Can i ask you guys a question - if you are on cyclogest pessaries and are not pregnant, would you necesarily get your period? I assume the progesterone would defer this, temporarily / indefinitely? any answers very much appreciated!!!

Hi J9L - I am so sorry about your results honey, I hope you are feeling as ok as you can be expected. lots of love to you  
Lillyann - Hoping your beta will clarify things for you?? let us know ey? thinking about you!! 
Hope - how are you getting on chick?
Nevergiveup hope - how are you feeling about tomorrow?? Hope you are not too stressed 
Lucyloo - step away from the chemists you funny girl!! keep walking!!!
Renata - hey, how are you? you've had a couple of full on things happen, about your job and house? you sound like a strong lady, i admire your positivity! hope you keep it up hon!!  

If anyone needs something to distract from, go see the Kings Speech - its great! It is all about being strong and persistent in the face of adversity - does this theme sound familiar to anyone!?!?! Probably all the girls on here would identify with the main character! (Colin Firth and Helena Bonham Carter are both fab by the way!!)

Cleaned lots more cupboards out today - kind of running out of cupboards to clean - I might be round yours to do the ironing yet!!!

Lucyloo and Josiejo - I have just finished a photography course, and i loved it! I just walked into town this morning to get some photos I took of the arc de triomphe in paris blown up and framed - he showed me on the computer what they will look like when they are huge, and i am really excited as they looked ace! he was a really nice man too and said that he would clean up the pics on photoshop, as they are from some quite old negatives (before digital!) so quite a lot of 'noise'. quite inspired to get out there with my camera and start to get creative again. I have deleted loads of stuff on my computer to create room for more files, as it got a bit messy and chocka on there for a while....god i am chuntering on a bit now ey!!!!

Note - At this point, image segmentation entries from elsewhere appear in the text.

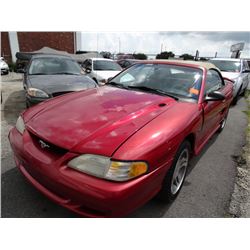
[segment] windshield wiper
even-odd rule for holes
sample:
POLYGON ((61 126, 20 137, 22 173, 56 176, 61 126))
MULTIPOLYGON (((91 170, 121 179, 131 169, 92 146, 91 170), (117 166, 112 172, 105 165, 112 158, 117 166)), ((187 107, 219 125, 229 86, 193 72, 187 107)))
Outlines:
POLYGON ((128 89, 128 87, 127 86, 124 86, 123 84, 121 84, 121 83, 117 83, 117 82, 108 82, 107 83, 108 85, 113 85, 113 86, 115 86, 115 87, 118 87, 118 88, 122 88, 122 89, 128 89))
POLYGON ((167 91, 164 91, 164 90, 160 90, 160 89, 153 89, 153 88, 149 88, 147 86, 131 86, 131 85, 128 85, 127 86, 128 88, 132 88, 132 89, 139 89, 139 90, 145 90, 145 91, 149 91, 151 93, 156 93, 156 94, 162 94, 162 95, 166 95, 166 96, 169 96, 173 99, 175 99, 176 101, 179 100, 179 98, 175 95, 173 95, 172 93, 169 93, 167 91))
POLYGON ((52 75, 80 75, 80 74, 71 73, 71 72, 57 72, 57 73, 53 73, 52 75))

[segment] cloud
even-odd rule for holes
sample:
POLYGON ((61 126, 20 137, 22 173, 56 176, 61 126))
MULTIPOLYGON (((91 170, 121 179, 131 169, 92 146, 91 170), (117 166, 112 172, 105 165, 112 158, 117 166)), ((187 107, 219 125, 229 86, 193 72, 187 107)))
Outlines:
POLYGON ((160 31, 160 32, 111 32, 82 33, 82 50, 110 52, 142 52, 158 54, 163 50, 176 55, 189 53, 200 56, 230 57, 230 47, 234 43, 245 42, 242 55, 250 57, 250 32, 202 32, 202 31, 160 31), (97 48, 98 47, 98 48, 97 48))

havent had any period pains for the last couple of days, but no nausea or hurty boobs or other signs. dont want to get my hopes up so totally filling up my brain with the minuteai (ooh cant spell that) of daily life - might go and find another cupboard to clear out, or curtains to take up, or do a freezer audit - you know its time to go back to work when you are considering making a list of everything in the freezer! what a saddo!!!


----------



## renata32 (Apr 18, 2010)

hello members of "insane"club ,
Eesha i had just 2 bfn and both times my Red armie( period) started within 2 days after i stop all medications....i read that some girls waiting longer depens on your body i hope it helps..
i am going for job interviu...everything will be OK.(they cannt say no for group of people:<me+2 embies>) i hope..

hope all of you OK ...
lots of hugs and strenght to you


----------



## Eesha44 (Oct 22, 2010)

Hey Renata

thanks for the info. I was kind of hoping that not having had any sign of red army was a good sign, but i guess it isnt .... good luck in your interview!! As you say, there's no way they can refuse three of you!!!! when is it??


----------



## nevergiveuphope (Feb 28, 2010)

hello ladies. Sorry I haven't posted for a while, I have logged on each day to read how you're all doing and your stories have helped to keep me sane(ish).
Last night was the scariest thing; trying to fall asleep knowing today was OTD. When i woke this morning DH was already awake nervously waiting for me (that never happens, he's always such a deep sleeper). We were both shaking and he had to look at the result as i couldn't face it. And guess what? It was a BFP!!!!!!!! Oh my god I am so shocked! and thirlled! and so so happy!! Can't really believe it! It was a frozen transfer to i didn't want to get my hopes too high. Plus I have had almost no symptoms and still don't 'feel' pregnant. My (.Y.) feel normal and I don't feel especially tired or anything. So the message is to you all, even if you have no symptoms it doesn't mean it's bad news!!
I had 2 embryos put back so you never know it could even be twins! 
I want to thank you all so much for helping me on this journey the last 2 weeks, good luck to all of you for your OTDs and my heart goes out to those whose turn wasn't this time. Love to you all xxxxxxx


----------



## josiejo (Mar 26, 2008)

Congratulations nevergiveuphope

I tested a day early and unfortunatly its a bfn.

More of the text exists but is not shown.